The practice of divesting is not uncommon, said San Francisco real estate attorney Martin Orlick, although rarely is selling a business — especially one saddled with debt — ever simple.
“You have to take into consideration the leases, the equipment, the debt, whether there is any litigation against the company,” Orlick said. “An attractive exit strategy can become unattractive if the employees are saddled with the debt.”
In Oakland, Charlie Hallowell has reportedly made deals to sell two of his three Oakland restaurants after more than 30 former employees accused him of sexual harassment. New York restaurateur Ken Friedman, who was also accused of sexual misconduct, split his nationwide empire with former partner April Bloomfield, who now runs North Beach’s Tosca Cafe on her own. Meanwhile, Mario Batali reportedly remains a partner in his empire, despite promises to the contrary.
Mor and Geren said they’ve focused on rebuilding the company’s culture since the lawsuit. The entire staff, they said, has completed harassment training, along with trainings on inclusivity and bias.
They said leadership positions have increased. Now, 30 percent of the overall workforce are in such positions, and 50 percent of the posts are filled by women.
An outside consultant has also been brought on to carry out leadership training that allows for improvement in employee decision-making and feedback.
“We understand the importance of empowering every employee and shifting the balance of power in our business away from the top,” Mor and Geren said in a joint statement. “We take responsibility for not having given our managers the proper training and tools to be proactive problem solvers, to create a healthy work environment, and to support all employees.”
For past employees however, like Motoyoshi, the coffee company has underperformed when it comes to addressing its past.
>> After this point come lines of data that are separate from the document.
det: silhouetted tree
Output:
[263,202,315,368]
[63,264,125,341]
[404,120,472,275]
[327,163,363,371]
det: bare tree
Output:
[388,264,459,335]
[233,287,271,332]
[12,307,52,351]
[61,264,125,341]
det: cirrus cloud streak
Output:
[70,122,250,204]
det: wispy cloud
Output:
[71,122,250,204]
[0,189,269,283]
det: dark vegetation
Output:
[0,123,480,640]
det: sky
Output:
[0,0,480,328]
Even current efforts fall short. Increasing the leadership roles and hiring consultants is, she said, like “putting lipstick on a pig.” Former workers believe that Mor and Geren have been less than forthcoming with workers, pointing out that, between January and March, the company’s online blog became the primary platform through which Mor and Geren discussed Four Barrel’s future. The last blog entry to directly reference the lawsuit and how the company was transitioning was posted Jan. 29.
Meanwhile, Haddad said she still wants Geren and Mor to formally divest from the company, financial woes or not.
“I want Jodi and Tal to also publicly acknowledge their part in all of it,” she said. “I want Jodi and Tal to divest from the company completely and for Four Barrel to become employee-owned, like they promised.”